第3635回 ワールドカップ出場決定にあと一歩(3) アゼルバイジャンに勝利、予選突破に前進

 平成23年東日本大震災、平成28年熊本地震、平成30年7月豪雨、台風15号、19号、令和2年7月豪雨、令和6年能登半島地震などで被災された皆様に心からお見舞い申し上げます。また、復興活動に従事されている皆様に敬意を表し、被災地域だけではなくすべての日本の皆様に激励の意を表します。

■6年ぶりにフランスリーグ所属選手のいない先発メンバー

 前回の本連載ではフランスとアゼルバイジャンがこれまでに唯一対戦した1996年欧州選手権予選の2試合について紹介した。それぞれの試合が転換点となり、フランスは欧州選手権予選突破、本大会での準決勝進出、さらには1998年のワールドカップ優勝につながったことを紹介した。 今回の対戦はフランスにとっては早期にワールドカップ出場を決めるかどうかがかかっている。9月に引き続き、パルク・デ・プランスでのホームゲームとなるフランス、上から下まで青一色のユニフォームで臨む。GKはマイク・メニャン、DFは右からマロ・グスト、ウィリアム・サリバ、ダヨ・ウパメカノ、テオ・エルナンデス、MFは低い位置にケフラン・テュラムとアドリアン・ラビオ、右サイドにミカエル・オリーズ、左にキングスレー・コマン、FWは2トップ、右にキリアン・ムバッペ、左ウーゴ・エキティケという布陣である。フランスリーグ所属の選手が1人もおらず、これは2019年以来6年ぶりのことである。主将を務めるのはムバッペである。

■代表初先発となる好調のウーゴ・エキティケ

 この中で注目はエキティケである。9月の連戦時はラヤン・シェルキの負傷離脱を埋める形で代表に追加招集、9月5日のウクライナ戦ではウスマン・デンベレが負傷し、デンベレに代わって81分に出場、代表デビューとなった。9日のアイスランド戦では後半アディショナルタイムに入ってからオリーズに代わって出場した。
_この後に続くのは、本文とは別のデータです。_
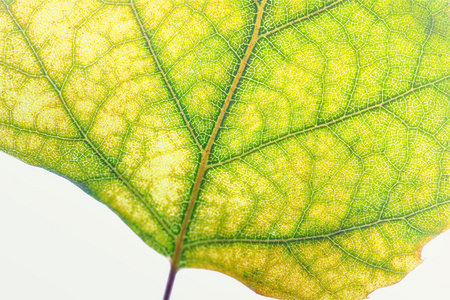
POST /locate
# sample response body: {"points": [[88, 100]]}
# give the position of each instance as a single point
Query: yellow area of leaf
{"points": [[301, 147]]}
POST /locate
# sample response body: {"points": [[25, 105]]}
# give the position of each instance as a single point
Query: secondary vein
{"points": [[80, 129], [206, 152], [164, 75]]}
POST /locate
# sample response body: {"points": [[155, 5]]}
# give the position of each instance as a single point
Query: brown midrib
{"points": [[207, 151]]}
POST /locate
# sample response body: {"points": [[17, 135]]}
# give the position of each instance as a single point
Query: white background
{"points": [[57, 243]]}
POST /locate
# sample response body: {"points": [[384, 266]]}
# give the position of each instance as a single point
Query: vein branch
{"points": [[79, 127], [294, 21], [332, 122], [206, 152], [164, 74]]}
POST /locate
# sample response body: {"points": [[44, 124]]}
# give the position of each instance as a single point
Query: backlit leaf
{"points": [[301, 147]]}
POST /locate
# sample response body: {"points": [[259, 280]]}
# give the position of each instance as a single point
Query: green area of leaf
{"points": [[301, 147]]}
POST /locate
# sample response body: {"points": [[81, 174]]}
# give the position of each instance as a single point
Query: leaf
{"points": [[301, 147]]}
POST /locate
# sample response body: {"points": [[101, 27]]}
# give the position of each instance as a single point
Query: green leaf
{"points": [[301, 147]]}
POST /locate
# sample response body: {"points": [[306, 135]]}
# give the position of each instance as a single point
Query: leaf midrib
{"points": [[203, 167]]}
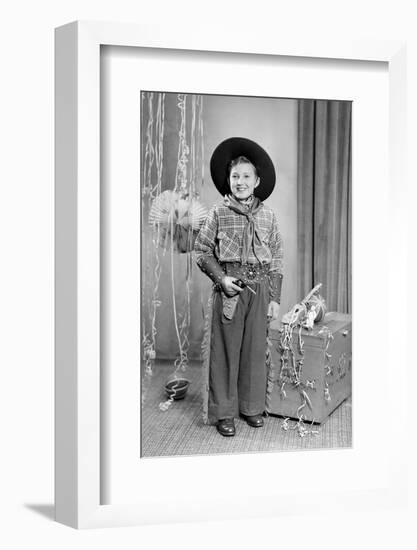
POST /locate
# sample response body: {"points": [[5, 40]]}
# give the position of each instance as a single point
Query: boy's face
{"points": [[243, 180]]}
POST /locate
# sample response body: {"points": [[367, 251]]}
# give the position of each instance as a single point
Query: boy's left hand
{"points": [[273, 311]]}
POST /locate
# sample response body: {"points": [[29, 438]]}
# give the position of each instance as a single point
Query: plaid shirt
{"points": [[221, 236]]}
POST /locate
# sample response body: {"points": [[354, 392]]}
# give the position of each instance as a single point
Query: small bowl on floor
{"points": [[177, 388]]}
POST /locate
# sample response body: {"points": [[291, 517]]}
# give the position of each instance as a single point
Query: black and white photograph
{"points": [[246, 294]]}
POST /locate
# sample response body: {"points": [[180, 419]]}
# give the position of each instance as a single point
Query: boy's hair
{"points": [[240, 160]]}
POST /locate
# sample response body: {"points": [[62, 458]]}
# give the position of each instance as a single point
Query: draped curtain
{"points": [[324, 200]]}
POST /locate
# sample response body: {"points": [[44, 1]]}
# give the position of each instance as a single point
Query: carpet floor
{"points": [[180, 429]]}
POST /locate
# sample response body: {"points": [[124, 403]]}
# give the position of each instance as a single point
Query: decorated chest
{"points": [[310, 370]]}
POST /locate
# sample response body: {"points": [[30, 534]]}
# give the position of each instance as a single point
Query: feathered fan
{"points": [[177, 217]]}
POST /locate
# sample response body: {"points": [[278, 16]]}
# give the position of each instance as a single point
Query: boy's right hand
{"points": [[229, 288]]}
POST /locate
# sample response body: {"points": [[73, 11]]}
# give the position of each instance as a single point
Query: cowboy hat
{"points": [[234, 147]]}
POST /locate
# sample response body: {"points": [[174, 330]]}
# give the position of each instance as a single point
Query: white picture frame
{"points": [[78, 408]]}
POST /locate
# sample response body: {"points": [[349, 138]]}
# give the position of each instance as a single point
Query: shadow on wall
{"points": [[273, 124]]}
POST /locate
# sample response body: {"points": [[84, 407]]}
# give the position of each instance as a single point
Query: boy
{"points": [[240, 243]]}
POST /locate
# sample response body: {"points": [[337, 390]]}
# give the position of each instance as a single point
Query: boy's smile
{"points": [[243, 180]]}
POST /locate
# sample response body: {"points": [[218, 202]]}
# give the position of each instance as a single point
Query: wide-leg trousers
{"points": [[237, 368]]}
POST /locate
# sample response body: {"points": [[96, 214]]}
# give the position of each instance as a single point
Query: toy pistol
{"points": [[241, 284]]}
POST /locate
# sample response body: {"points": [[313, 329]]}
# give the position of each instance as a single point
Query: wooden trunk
{"points": [[316, 387]]}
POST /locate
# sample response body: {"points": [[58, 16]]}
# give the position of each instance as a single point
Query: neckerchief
{"points": [[251, 238]]}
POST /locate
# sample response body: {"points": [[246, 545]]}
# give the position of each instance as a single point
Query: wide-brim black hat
{"points": [[234, 147]]}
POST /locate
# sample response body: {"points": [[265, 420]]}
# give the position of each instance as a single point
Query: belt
{"points": [[248, 273]]}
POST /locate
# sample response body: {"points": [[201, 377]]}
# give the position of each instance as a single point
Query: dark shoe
{"points": [[256, 421], [226, 427]]}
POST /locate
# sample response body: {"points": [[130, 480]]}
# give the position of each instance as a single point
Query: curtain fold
{"points": [[324, 200]]}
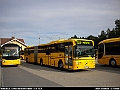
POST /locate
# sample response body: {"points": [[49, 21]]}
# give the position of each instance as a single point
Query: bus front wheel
{"points": [[60, 65], [112, 63]]}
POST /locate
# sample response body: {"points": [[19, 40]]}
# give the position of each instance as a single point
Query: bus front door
{"points": [[68, 57]]}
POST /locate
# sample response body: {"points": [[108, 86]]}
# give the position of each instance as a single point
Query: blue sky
{"points": [[56, 19]]}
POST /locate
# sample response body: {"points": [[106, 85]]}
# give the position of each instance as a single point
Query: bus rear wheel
{"points": [[112, 63], [60, 65]]}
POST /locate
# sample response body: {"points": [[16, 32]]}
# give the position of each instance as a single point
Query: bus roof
{"points": [[110, 40]]}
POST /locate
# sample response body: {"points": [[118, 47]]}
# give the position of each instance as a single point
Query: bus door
{"points": [[100, 53], [48, 57], [35, 54], [68, 56]]}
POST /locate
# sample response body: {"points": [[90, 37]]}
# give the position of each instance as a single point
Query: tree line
{"points": [[105, 34]]}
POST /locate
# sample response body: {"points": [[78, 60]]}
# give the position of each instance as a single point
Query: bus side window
{"points": [[28, 52]]}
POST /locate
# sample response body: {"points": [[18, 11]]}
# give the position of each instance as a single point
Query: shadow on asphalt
{"points": [[108, 68], [48, 68]]}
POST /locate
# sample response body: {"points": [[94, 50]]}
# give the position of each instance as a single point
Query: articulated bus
{"points": [[10, 54], [71, 54], [109, 52]]}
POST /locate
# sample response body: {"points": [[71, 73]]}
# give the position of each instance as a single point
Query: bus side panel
{"points": [[11, 62], [84, 63]]}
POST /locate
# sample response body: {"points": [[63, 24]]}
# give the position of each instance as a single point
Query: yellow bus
{"points": [[71, 54], [10, 54], [22, 55], [109, 52]]}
エキティケの実際の出場時間はウクライナ戦は12分、アイスランド戦は5分と短く、その真価を発揮するには短すぎたが、今回は先発、活躍の時間は十分にある。エキティケは、昨季はドイツのフランクフルトでリーグ戦で15得点をあげ、今季移籍したイングランドのリバプールでもここまで3得点を記録している。エキティケはかつてパリサンジェルマンにも所属しており、その得点力をパルク・デ・プランスのファンに見せるよい機会である。
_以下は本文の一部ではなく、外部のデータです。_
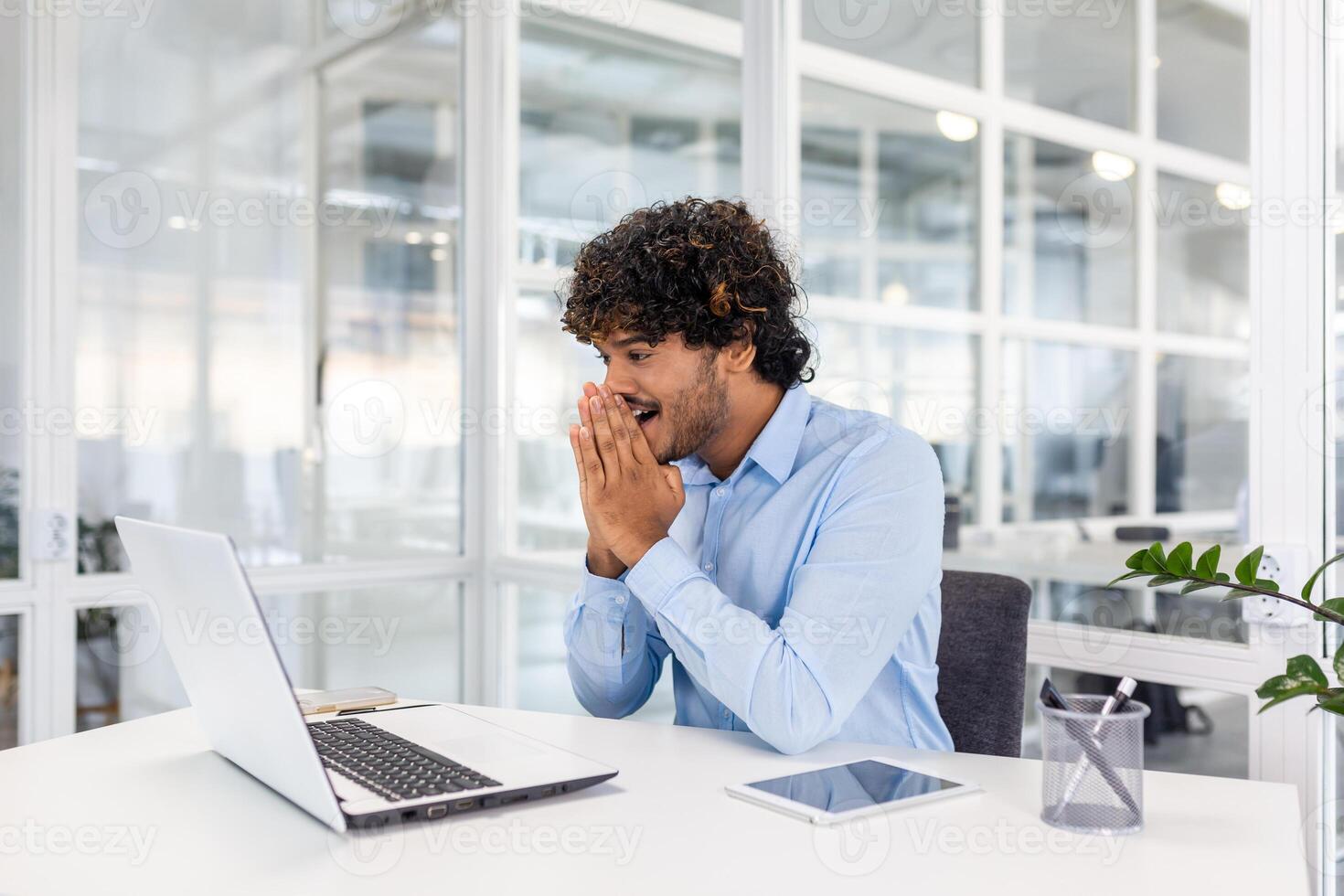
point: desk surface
(146, 807)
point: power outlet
(51, 536)
(1285, 564)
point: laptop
(359, 770)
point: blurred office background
(261, 295)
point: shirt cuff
(660, 572)
(608, 597)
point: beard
(697, 415)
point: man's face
(675, 391)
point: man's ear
(740, 354)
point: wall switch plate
(1287, 566)
(53, 536)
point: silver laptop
(354, 770)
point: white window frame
(1287, 283)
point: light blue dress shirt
(798, 598)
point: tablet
(840, 793)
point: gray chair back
(983, 661)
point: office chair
(983, 661)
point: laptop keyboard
(390, 766)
■現役引退したワールドカップ優勝メンバーのサミュエル・ウムティティ

 キックオフの前には9月に現役を引退した元代表選手のサミュエル・ウムティティの引退セレモニーが行われた。2016年の欧州選手権の本大会直前にジェレミー・マチューが負傷したため、代表に追加招集、そして代表デビューは準々決勝のアイスランド戦であった。欧州選手権に初出場し、フランスの地で旋風を起こしているアイスランドと負けたらおしまいのノックアウト方式の準々決勝が代表初の試合というのもしびれる経験であろう。この時のチームメイトで今回の代表に入っているのがコマンとルカ・ディーニュである。ウムティティは2018年のワールドカップ優勝メンバーでもある。ウムティティはまだ31歳、2年前の膝の負傷による早すぎる引退をパルク・デ・プランスの観衆は惜しんだのである。

■キリアン・ムバッペが先制、6年ぶり出場のフローリアン・トーバンが追加点

 試合はこれまでの対戦結果、両国のFIFAランキング、両国の9月の戦績、これらを象徴するようにフランスの一方的な試合となった。立ち上がりから攻め込み、アゼルバイジャンのゴール前で試合を進める。アゼルバイジャンは全員がペナルティエリア内に釘付けとなり、フランスはブロックを組むアゼルバイジャンの守備陣をかいくぐってシュートを放つ。攻めても攻めても、シュートを放っても放ってもなかなか得点をあげることができなかったフランスであったが、均衡を破ったのは主将でエースのムバッペであった。前半アディショナルタイムの47分、相手にユニフォームをつかまれながらも、急にスピードアップして相手を交わしてシュートを決める。これが代表53得点目となった。
 ところが、そのムバッペは81分に負傷してピッチを去る。代わりに入ってきたのはブラッドリー・バルコラの負傷離脱によって追加招集となったフローリアン・トーバン、32歳は6年ぶりの代表戦となった。そして出場して2分、トーバンはゴールを決める。